Oh and Demetrias monostigma. If you are finding this beetle, you are on a good site for spiders. And beetles. I only ever see it in old Greater Tussock-sedge and Marram tussocks.

It wasn't until I got home though that I realised I had found something rather good.

Here is Centromerus brevivulvatus. Last seen in the UK in West Sussex in 1998 by Dick Jones at Durford Heath. It's Endangered and Nationally Rare. Only ever known from seven 10 km squares, four of which are in Sussex. Interestingly one of these is Iping Common where it was last seen in 1969. This record though is an entirely new 10 km square making eight 10 km squares, five of which are in Sussex! Oddly only this week I assessed this species as a 'Sussex rare species' and thought to myself "I should get out there and have a look at Durford Heath."

Have a look at the SRS page for it here. Here is the map. Look at all those 'x's.

The singularity that is the Black Hole opened up an Einstein-Rosen Bridge to 1998. What was I doing then? This:

I didn't know anything about spiders then, but I did look a lot more like a spider than I do now. I'd have been half way through my astrophysics degree at Sussex Uni at this point (that's not the name of a hipster ale by the way {hipsters didn't exist then} - in the above image I am halfway through a pint of Hoegaarden).

Anyway, back to Black Hole. One of the next spiders I looked at I only recently ticked off up north. I was amazed to find a male Aphileta misera. This seems to be a species new to West Sussex, the last Sussex record from Ashdown Forest was in 1970. So where was I in 1970? Well I was an unconstituted smear of matter across the Staffordshire landscape, with smaller clusters peppered around the world depending on where my mother's food would come from some seven years later. Some of my carbon might even have been sequestered by spiders at that point, probably the bits that would one day make up my neurons. We have all been there!

And also new for me was Diplocephalus permixtus. A species I was expecting to see up north. Turns out this is the first West Sussex record since 1944 and Sussex record since 1999.
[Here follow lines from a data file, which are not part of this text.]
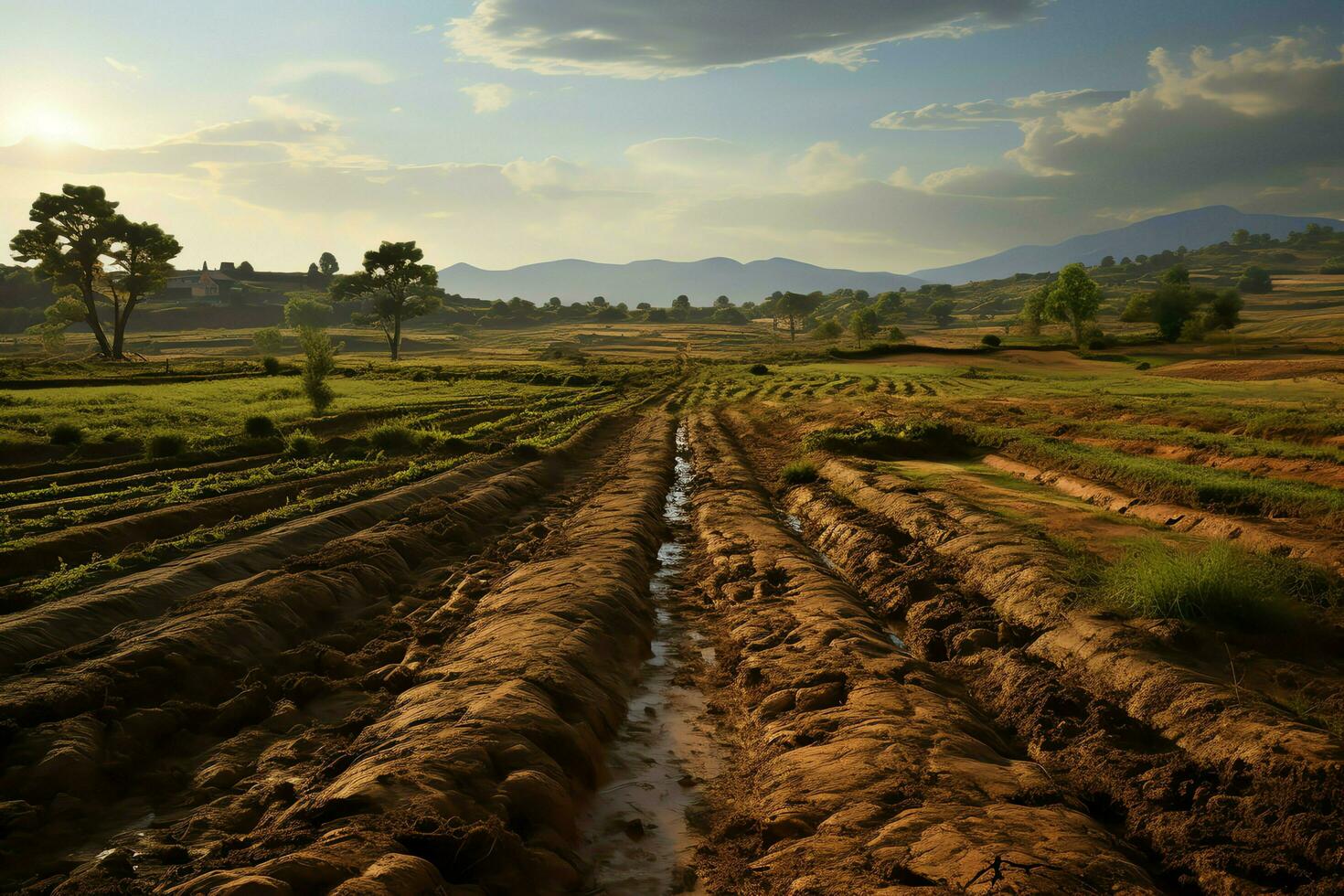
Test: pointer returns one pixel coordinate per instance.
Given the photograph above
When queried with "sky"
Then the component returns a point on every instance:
(875, 134)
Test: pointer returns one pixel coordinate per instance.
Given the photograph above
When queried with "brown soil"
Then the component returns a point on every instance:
(504, 680)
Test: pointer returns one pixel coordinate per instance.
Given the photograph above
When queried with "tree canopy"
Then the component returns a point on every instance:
(397, 288)
(82, 243)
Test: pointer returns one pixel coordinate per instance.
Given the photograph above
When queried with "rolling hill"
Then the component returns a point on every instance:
(1192, 229)
(659, 283)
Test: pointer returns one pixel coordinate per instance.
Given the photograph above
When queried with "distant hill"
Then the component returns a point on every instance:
(659, 283)
(1191, 229)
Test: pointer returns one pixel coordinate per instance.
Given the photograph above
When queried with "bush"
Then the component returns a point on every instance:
(260, 426)
(302, 443)
(800, 473)
(66, 434)
(391, 437)
(1218, 583)
(165, 443)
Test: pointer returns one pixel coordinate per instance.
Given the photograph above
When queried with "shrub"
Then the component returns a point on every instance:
(800, 473)
(1218, 583)
(165, 443)
(391, 437)
(260, 426)
(66, 434)
(302, 443)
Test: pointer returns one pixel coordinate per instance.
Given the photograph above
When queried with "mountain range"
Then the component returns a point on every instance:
(659, 283)
(1191, 229)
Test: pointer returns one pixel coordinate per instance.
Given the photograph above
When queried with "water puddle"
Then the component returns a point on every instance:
(638, 832)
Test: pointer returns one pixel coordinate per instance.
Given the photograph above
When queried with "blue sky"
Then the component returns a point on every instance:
(517, 131)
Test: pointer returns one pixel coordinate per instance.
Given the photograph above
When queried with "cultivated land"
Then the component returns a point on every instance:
(594, 607)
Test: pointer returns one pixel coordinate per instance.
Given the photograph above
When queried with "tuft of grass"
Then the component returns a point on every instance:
(165, 443)
(800, 473)
(391, 437)
(65, 434)
(1218, 583)
(302, 443)
(260, 426)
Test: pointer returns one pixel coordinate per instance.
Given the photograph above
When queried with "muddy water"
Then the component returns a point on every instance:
(638, 830)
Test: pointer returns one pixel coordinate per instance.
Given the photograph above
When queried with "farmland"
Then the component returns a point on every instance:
(651, 615)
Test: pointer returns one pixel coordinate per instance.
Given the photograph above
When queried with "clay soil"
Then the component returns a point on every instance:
(638, 663)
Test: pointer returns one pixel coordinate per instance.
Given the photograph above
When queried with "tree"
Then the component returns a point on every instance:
(828, 329)
(1074, 298)
(863, 324)
(398, 288)
(69, 242)
(143, 257)
(794, 308)
(1255, 280)
(941, 312)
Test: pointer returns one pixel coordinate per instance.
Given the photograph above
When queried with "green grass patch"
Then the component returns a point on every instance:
(1218, 583)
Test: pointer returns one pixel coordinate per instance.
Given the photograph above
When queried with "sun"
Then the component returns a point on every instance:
(50, 123)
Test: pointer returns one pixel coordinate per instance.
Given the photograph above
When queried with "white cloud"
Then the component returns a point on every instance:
(123, 68)
(661, 37)
(366, 70)
(491, 97)
(971, 114)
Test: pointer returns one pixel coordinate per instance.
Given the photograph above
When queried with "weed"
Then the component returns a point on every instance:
(165, 443)
(1218, 583)
(66, 434)
(800, 473)
(260, 426)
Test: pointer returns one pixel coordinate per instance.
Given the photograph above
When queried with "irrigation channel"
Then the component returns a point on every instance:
(638, 830)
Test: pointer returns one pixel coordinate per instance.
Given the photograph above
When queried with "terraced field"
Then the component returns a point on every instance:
(674, 626)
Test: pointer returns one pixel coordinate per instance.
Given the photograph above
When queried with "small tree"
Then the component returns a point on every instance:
(863, 325)
(1255, 280)
(268, 340)
(941, 312)
(398, 288)
(1074, 298)
(828, 329)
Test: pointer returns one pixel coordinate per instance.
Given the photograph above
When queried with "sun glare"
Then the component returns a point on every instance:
(48, 123)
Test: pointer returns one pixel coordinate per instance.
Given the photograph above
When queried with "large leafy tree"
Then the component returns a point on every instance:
(1074, 298)
(82, 245)
(69, 243)
(395, 285)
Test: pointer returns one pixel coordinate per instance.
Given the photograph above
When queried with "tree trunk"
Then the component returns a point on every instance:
(91, 318)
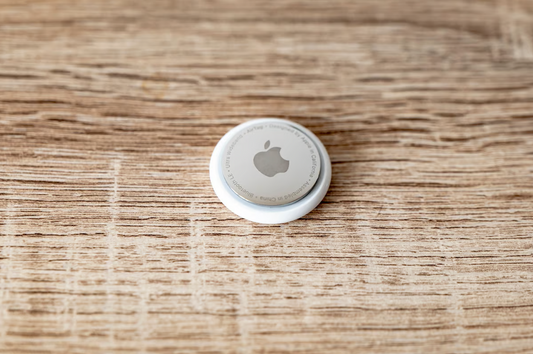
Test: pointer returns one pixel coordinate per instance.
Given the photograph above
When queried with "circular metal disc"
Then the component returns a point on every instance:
(271, 163)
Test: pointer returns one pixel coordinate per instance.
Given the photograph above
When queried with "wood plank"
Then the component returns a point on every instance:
(112, 239)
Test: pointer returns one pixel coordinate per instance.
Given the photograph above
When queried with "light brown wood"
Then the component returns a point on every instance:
(112, 240)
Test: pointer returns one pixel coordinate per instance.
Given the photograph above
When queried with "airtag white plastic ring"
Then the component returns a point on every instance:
(270, 170)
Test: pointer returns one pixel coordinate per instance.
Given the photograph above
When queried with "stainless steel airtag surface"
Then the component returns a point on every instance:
(271, 163)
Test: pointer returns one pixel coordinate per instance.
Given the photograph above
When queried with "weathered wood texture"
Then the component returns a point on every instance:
(112, 239)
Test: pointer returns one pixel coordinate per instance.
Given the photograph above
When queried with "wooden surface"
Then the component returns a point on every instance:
(112, 240)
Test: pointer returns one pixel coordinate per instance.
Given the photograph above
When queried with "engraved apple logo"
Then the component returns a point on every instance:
(270, 162)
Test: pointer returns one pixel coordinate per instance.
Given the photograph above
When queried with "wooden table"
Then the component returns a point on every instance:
(113, 241)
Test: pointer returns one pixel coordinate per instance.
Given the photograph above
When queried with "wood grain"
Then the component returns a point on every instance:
(112, 240)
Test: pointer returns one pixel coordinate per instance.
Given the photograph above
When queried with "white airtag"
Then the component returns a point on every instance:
(270, 170)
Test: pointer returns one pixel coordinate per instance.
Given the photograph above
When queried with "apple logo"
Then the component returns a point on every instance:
(270, 162)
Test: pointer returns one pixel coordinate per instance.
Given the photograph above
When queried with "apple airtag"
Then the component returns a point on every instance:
(270, 170)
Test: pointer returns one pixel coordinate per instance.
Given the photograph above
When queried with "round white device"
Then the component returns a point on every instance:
(270, 170)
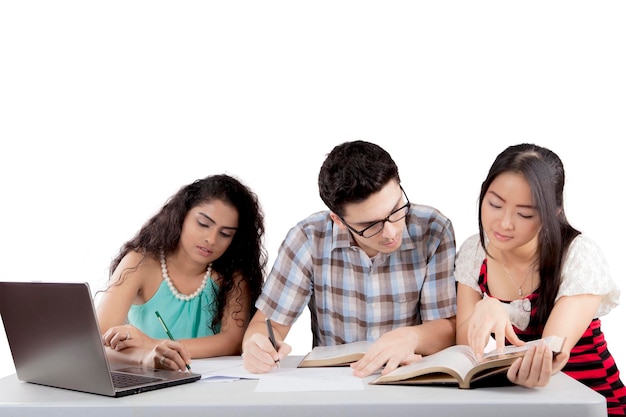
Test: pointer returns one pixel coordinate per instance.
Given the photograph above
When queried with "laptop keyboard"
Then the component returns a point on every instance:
(123, 380)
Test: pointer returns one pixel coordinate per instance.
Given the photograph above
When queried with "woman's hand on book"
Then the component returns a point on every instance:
(533, 369)
(393, 349)
(489, 317)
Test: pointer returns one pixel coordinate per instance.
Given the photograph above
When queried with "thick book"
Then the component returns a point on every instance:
(339, 355)
(457, 366)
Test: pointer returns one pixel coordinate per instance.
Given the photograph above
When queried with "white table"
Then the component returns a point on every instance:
(564, 396)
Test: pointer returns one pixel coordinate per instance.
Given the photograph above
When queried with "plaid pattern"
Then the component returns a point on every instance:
(353, 297)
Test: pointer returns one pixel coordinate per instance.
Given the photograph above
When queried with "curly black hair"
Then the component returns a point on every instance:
(246, 254)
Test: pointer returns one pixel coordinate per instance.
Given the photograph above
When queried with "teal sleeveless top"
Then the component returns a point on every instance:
(184, 319)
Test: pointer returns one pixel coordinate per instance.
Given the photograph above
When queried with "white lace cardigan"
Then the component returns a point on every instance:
(585, 271)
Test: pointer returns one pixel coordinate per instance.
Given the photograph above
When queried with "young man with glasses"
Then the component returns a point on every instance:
(373, 267)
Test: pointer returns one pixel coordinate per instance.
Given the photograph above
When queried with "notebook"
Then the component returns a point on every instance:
(55, 340)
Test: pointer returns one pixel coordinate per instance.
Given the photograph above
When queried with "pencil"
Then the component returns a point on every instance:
(270, 334)
(168, 333)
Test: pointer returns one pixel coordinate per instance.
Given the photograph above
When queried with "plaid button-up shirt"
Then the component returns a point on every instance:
(353, 297)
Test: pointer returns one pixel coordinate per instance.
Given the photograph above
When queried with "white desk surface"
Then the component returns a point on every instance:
(564, 396)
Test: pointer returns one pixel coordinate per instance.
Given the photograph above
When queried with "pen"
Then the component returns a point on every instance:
(270, 333)
(168, 333)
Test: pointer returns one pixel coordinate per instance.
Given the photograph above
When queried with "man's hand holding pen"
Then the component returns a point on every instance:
(260, 355)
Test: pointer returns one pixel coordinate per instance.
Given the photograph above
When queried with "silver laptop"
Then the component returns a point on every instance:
(55, 340)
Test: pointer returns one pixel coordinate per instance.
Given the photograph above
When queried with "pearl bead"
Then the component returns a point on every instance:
(170, 284)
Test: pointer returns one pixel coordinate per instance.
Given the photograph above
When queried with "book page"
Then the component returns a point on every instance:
(338, 351)
(458, 360)
(553, 342)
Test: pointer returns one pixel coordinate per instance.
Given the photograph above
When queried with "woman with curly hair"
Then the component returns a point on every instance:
(196, 265)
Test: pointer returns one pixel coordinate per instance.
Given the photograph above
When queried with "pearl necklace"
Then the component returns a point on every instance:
(173, 289)
(519, 286)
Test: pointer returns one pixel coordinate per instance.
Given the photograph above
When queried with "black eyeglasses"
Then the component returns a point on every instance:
(378, 226)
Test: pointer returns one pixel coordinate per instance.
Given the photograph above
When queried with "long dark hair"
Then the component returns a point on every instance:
(544, 172)
(246, 254)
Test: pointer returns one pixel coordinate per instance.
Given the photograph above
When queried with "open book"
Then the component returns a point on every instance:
(457, 365)
(340, 355)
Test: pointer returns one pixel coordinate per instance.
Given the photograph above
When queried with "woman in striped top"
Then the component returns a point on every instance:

Now I did quite a bit of recording at both these sites last year and it really does go to show how important repeat visits are. With just shy of 10% of the UK fauna seen in a single day I will not be doing any recording now until next weekend.

4 Response to "Rare Spider Not Seen this Century Found in Black Hole"

Gibster Says:

Top work (and top blogging!) I'm really glad you're doing it all over again. Presumably you'll be keeping track of the harvestmen, ticks, pseudoscorpions and mites whilst you're at it. Arachnid year-listing is all the rage nowadays, spider year-listing is just sooo last decade....

Graeme Lyons Says:

Ta mate. What, all those things are arachnids too?! Mind. Blown.
You're kidding, right? I thought they was just fluff, dust and grit.

Gibster Says:

That was gonna be a blog title wasn't it - Fluff, Dust and Grit. Which of us will use it first, I wonder?

Graeme Lyons Says:

For someone who can find lifers pretty much anywhere, I think that's what you should call your blog!